RE: Designing and building!!!
Welcome to build land, you are going to remain so far ahead of the curve if you stick with it, it will sicken you with how quickly you will advance, just because you make your own planes.
I'm very old school as a builder, both scratch and kit, and this part of the hobby is so, so much fun, you are in store for more then you realize in that matter.
Now, staying strictly old school, start out with chuck gliders, my material of choice there is foam plate stock and a hot glue gun to assemble it. You'll end up with some fun little planes to kick around the office or shop, but you will also learn a great deal quickly as to what proper dimensions to make everything at. What I've found, when thinking totally out of the box, I've defied traditional design parameters themselves, I've also been able to totally fine tune a pattern to use as a base for the full scale rc version as well. A favorite of mine in that arena, it takes use of the shape of the plate itself, a circle, that is the depressed, flat area of the plate, add a fin and something to get the COG correct, and you have a nice little chuck glider in seconds. Other planes, you really see what you are in for, for example, I did a p51, and it was tough to set the cog correctly, and when I did, it was not always stable, ie. that's why they designed it that way in the first place, to be manueverable.

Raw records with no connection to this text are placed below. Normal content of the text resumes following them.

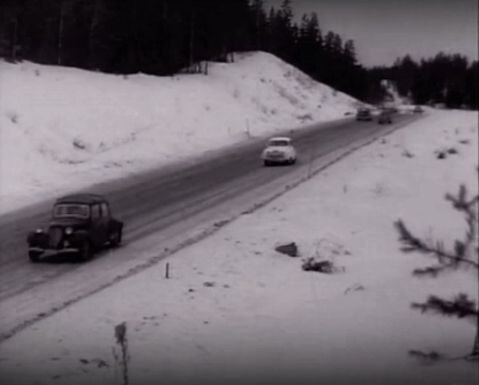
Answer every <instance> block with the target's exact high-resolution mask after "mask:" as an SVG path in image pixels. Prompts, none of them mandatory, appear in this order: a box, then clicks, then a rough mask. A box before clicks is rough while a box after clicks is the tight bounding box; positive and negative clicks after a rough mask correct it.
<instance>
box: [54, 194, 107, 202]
mask: <svg viewBox="0 0 479 385" xmlns="http://www.w3.org/2000/svg"><path fill="white" fill-rule="evenodd" d="M103 202H106V199H105V198H104V197H103V196H101V195H99V194H88V193H81V194H71V195H65V196H63V197H61V198H58V199H57V201H56V202H55V203H83V204H93V203H103Z"/></svg>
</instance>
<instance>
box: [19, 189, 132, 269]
mask: <svg viewBox="0 0 479 385" xmlns="http://www.w3.org/2000/svg"><path fill="white" fill-rule="evenodd" d="M122 235H123V222H121V221H119V220H117V219H114V218H113V217H112V215H111V211H110V205H109V204H108V202H107V200H106V199H105V198H104V197H102V196H101V195H96V194H75V195H68V196H65V197H62V198H60V199H58V200H57V201H56V202H55V204H54V206H53V211H52V217H51V219H50V223H49V226H48V229H46V230H43V229H37V230H35V231H32V232H30V233H29V234H28V238H27V242H28V256H29V258H30V260H31V261H32V262H38V261H39V260H40V257H41V256H42V255H44V254H51V253H55V254H72V255H74V256H75V257H76V258H80V259H81V260H87V259H89V258H90V257H91V256H92V255H93V252H94V251H95V250H98V249H99V248H101V247H104V246H106V245H108V246H110V247H115V246H118V245H119V244H120V243H121V240H122Z"/></svg>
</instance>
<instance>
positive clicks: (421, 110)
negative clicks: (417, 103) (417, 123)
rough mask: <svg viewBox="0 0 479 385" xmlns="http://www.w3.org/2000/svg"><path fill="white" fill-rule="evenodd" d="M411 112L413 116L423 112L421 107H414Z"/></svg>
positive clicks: (417, 106)
mask: <svg viewBox="0 0 479 385" xmlns="http://www.w3.org/2000/svg"><path fill="white" fill-rule="evenodd" d="M412 112H414V113H415V114H422V113H423V112H424V110H423V108H422V107H421V106H415V107H414V109H413V110H412Z"/></svg>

Staying old school, the next stage I suggest getting a few balsa free flight kits under your belt, supplementing them with what ever you can find off of the shelf to build from scratch in the chuck glider, or free flight electric if you want to be more aggressive about it.

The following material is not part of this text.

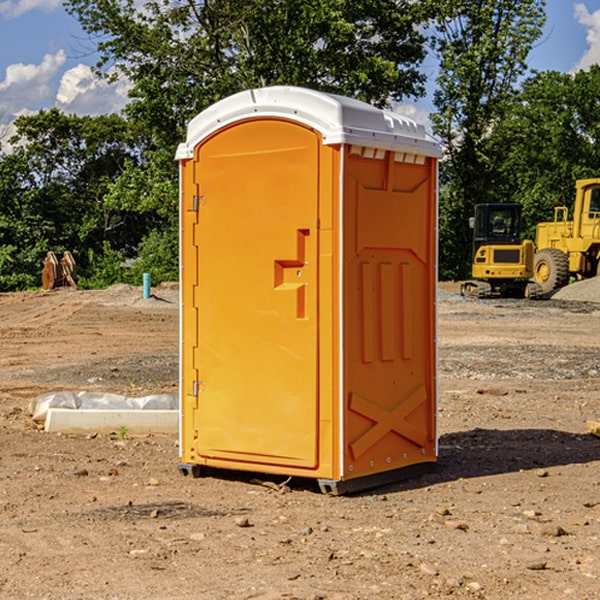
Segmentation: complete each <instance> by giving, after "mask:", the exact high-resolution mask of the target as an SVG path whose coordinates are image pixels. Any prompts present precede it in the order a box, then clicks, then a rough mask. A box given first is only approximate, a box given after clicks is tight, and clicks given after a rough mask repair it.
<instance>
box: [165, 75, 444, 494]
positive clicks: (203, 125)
mask: <svg viewBox="0 0 600 600" xmlns="http://www.w3.org/2000/svg"><path fill="white" fill-rule="evenodd" d="M407 134H408V135H407ZM409 156H410V157H418V158H416V159H415V158H412V159H411V158H407V157H409ZM438 156H439V146H438V145H437V144H436V143H435V142H433V141H432V140H430V139H429V138H428V136H427V135H426V134H425V132H424V131H423V129H422V128H420V127H418V126H416V124H414V123H412V122H411V121H409V120H406V119H404V118H401V117H399V116H398V115H392V114H391V113H387V112H384V111H381V110H379V109H376V108H374V107H371V106H369V105H367V104H365V103H362V102H358V101H356V100H351V99H348V98H343V97H339V96H334V95H330V94H324V93H321V92H316V91H313V90H307V89H303V88H294V87H272V88H262V89H255V90H249V91H246V92H242V93H240V94H236V95H234V96H232V97H230V98H226V99H225V100H222V101H220V102H218V103H217V104H215V105H213V106H212V107H210V108H209V109H207V110H206V111H204V112H203V113H201V114H200V115H198V117H196V118H195V119H194V120H192V121H191V123H190V125H189V127H188V136H187V140H186V142H185V143H184V144H182V145H180V147H179V149H178V153H177V158H178V159H179V161H180V172H181V211H180V212H181V269H182V270H181V287H182V311H181V430H180V431H181V435H180V438H181V439H180V446H181V465H180V469H181V470H182V472H184V473H187V472H190V471H191V472H193V473H194V474H196V473H197V472H198V471H199V469H200V468H201V467H202V466H209V467H216V468H229V469H241V470H250V471H259V472H267V473H279V474H282V475H294V476H301V477H314V478H317V479H319V480H322V481H323V482H324V483H323V485H324V486H325V488H327V489H331V490H332V491H340V490H341V489H342V487H343V486H341V485H340V484H341V482H343V481H346V480H353V479H357V480H360V481H356V482H355V487H359V486H360V485H361V482H362V483H366V482H368V481H371V480H370V479H365V478H366V477H371V476H377V474H380V473H382V472H389V471H395V470H397V469H399V468H401V467H406V466H408V465H410V464H413V463H415V462H417V463H423V462H433V461H435V454H436V452H435V449H432V446H435V430H434V429H435V428H434V427H433V426H432V425H431V423H432V422H434V415H433V411H434V410H435V396H436V391H435V359H434V356H435V347H434V344H435V340H434V337H435V331H434V328H435V325H434V322H435V318H434V304H435V295H433V297H432V291H431V289H432V285H433V288H435V280H436V273H435V244H436V239H435V225H436V223H435V213H436V202H435V194H436V190H435V181H436V175H437V170H436V169H437V165H436V159H437V157H438ZM399 157H401V158H400V159H399ZM411 160H412V162H413V163H414V165H413V166H415V167H416V168H414V169H412V170H411V169H405V168H403V167H406V166H407V165H408V164H409V162H410V161H411ZM371 163H373V164H371ZM404 171H406V173H405V174H404V175H403V174H402V173H403V172H404ZM394 186H396V187H398V186H400V187H402V189H404V188H407V189H406V190H405V191H403V192H400V195H398V193H397V192H396V191H395V189H396V188H395V187H394ZM415 190H416V191H415ZM390 194H391V195H392V196H393V198H392V199H391V200H390V198H391V196H390ZM415 194H416V195H415ZM385 198H388V199H387V200H386V199H385ZM419 207H420V208H419ZM363 212H364V214H363ZM371 212H373V214H371ZM397 229H399V230H400V231H401V232H405V233H406V240H405V241H404V242H403V244H404V245H403V247H402V248H401V249H400V251H399V252H396V253H394V252H395V250H397V246H398V234H397V231H396V230H397ZM421 229H423V231H422V232H420V230H421ZM381 240H383V241H381ZM407 244H410V246H407ZM359 245H360V246H361V248H362V249H361V250H360V251H358V252H357V248H358V246H359ZM365 253H366V254H365ZM409 273H410V275H409ZM413 284H414V285H415V286H416V287H414V288H413V287H410V286H412V285H413ZM365 286H366V287H365ZM370 286H376V288H377V291H375V292H373V293H371V292H370V291H368V290H367V288H369V289H370ZM412 294H420V296H419V297H418V298H415V300H414V301H410V299H408V300H406V297H407V296H411V295H412ZM433 294H434V292H433ZM423 296H425V298H424V299H425V300H426V306H425V308H424V309H422V312H423V311H424V313H423V316H419V317H418V318H417V319H416V320H415V315H414V314H412V313H411V311H413V310H415V309H416V308H417V306H418V305H419V304H420V303H421V301H422V300H423ZM373 302H374V303H375V304H372V303H373ZM369 303H371V304H369ZM398 307H400V310H401V311H404V312H403V313H402V314H401V315H397V314H396V312H395V311H396V309H398ZM419 322H420V323H422V325H421V326H419V324H418V323H419ZM388 327H389V328H392V329H393V330H394V331H393V332H390V333H389V334H387V333H385V331H387V329H388ZM403 328H404V329H403ZM382 331H383V337H381V332H382ZM421 334H424V339H423V340H421V339H420V337H419V336H420V335H421ZM373 344H376V345H377V347H378V348H379V349H377V350H376V349H375V347H374V346H373ZM369 353H375V354H369ZM432 357H433V358H432ZM415 359H416V360H415ZM417 362H418V363H419V364H420V366H419V367H415V364H416V363H417ZM380 363H385V364H384V365H383V367H381V368H380V367H378V366H376V368H374V369H373V365H379V364H380ZM369 365H370V366H369ZM380 376H383V378H384V379H385V380H386V381H388V382H393V383H389V385H390V386H392V388H393V390H392V391H393V399H390V398H391V396H390V389H388V388H386V386H385V385H382V384H381V383H377V384H376V385H375V388H376V389H377V393H372V386H371V384H369V382H368V381H367V380H369V379H370V378H372V377H375V378H379V377H380ZM425 380H426V381H425ZM361 382H362V383H361ZM388 387H389V386H388ZM398 388H402V389H403V390H404V391H403V393H401V394H398ZM404 388H406V389H404ZM408 388H410V389H408ZM423 394H424V395H425V400H424V401H422V402H420V403H419V402H418V400H419V399H421V400H422V396H423ZM382 396H383V400H382V398H381V397H382ZM404 401H406V404H405V407H404V408H403V409H402V410H400V409H396V408H393V407H390V406H388V404H390V402H391V403H392V404H394V403H397V402H404ZM378 403H379V408H378V409H377V408H375V407H376V406H377V405H378ZM386 415H387V416H386ZM409 416H410V418H407V417H409ZM401 417H402V418H401ZM411 419H412V421H411ZM415 419H416V420H415ZM391 420H394V423H392V424H390V423H391ZM387 421H390V423H388V422H387ZM402 424H403V425H402ZM388 425H389V427H388ZM401 425H402V427H401ZM402 428H404V430H405V431H404V433H400V432H398V431H397V430H398V429H402ZM416 430H419V433H416ZM377 432H379V434H380V437H381V438H386V440H385V442H384V446H385V448H383V450H382V449H381V448H379V450H377V453H378V454H380V453H381V452H382V451H383V453H384V454H385V455H386V457H385V458H384V459H383V460H382V461H381V460H380V458H379V457H378V458H377V459H376V462H377V465H376V466H374V459H373V458H371V456H372V452H373V447H377V446H378V445H379V446H381V443H380V442H381V440H378V439H376V437H377ZM388 434H389V435H388ZM390 436H391V437H390ZM387 438H390V439H387ZM398 438H402V439H404V440H405V441H406V440H408V442H407V443H408V444H409V446H410V447H411V449H412V447H413V446H415V445H416V446H418V449H417V451H416V459H414V458H413V457H411V458H410V459H409V460H407V459H402V457H401V456H400V455H396V452H391V451H390V450H389V448H388V446H389V445H390V444H391V445H392V446H397V445H398V444H397V442H398ZM425 438H427V440H425ZM425 446H427V447H428V450H427V456H424V455H423V454H422V451H423V448H424V447H425ZM398 447H402V445H400V446H398ZM403 454H404V455H406V454H407V453H406V452H404V453H403ZM392 455H393V456H394V458H393V460H392V459H390V460H388V459H389V458H390V456H392ZM386 461H387V462H386ZM363 463H364V464H363Z"/></svg>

Once you are used to getting these free flight birds flying along fine, knowing what you are doing, moving onto RC will absorb everything you know, but now, you are thinking of control surfaces and additional hardware. It's not a huge transition, but it's one where you want to think more robust with the materials and design parameters, for a free flight plane cannot handle the extra weight and intertia from the gear inside.
When you have reached into the area, where you can build with impunity, then this part of the hobby really becomes fun, including with the pocket book. You have just circumvented the traditional, arf/rtf scene, you make your own replacement parts, and you fly what you "want" to, not just what you are ready for, or planes that are going to be too expensive to own and maintain, much less risk actual flight with.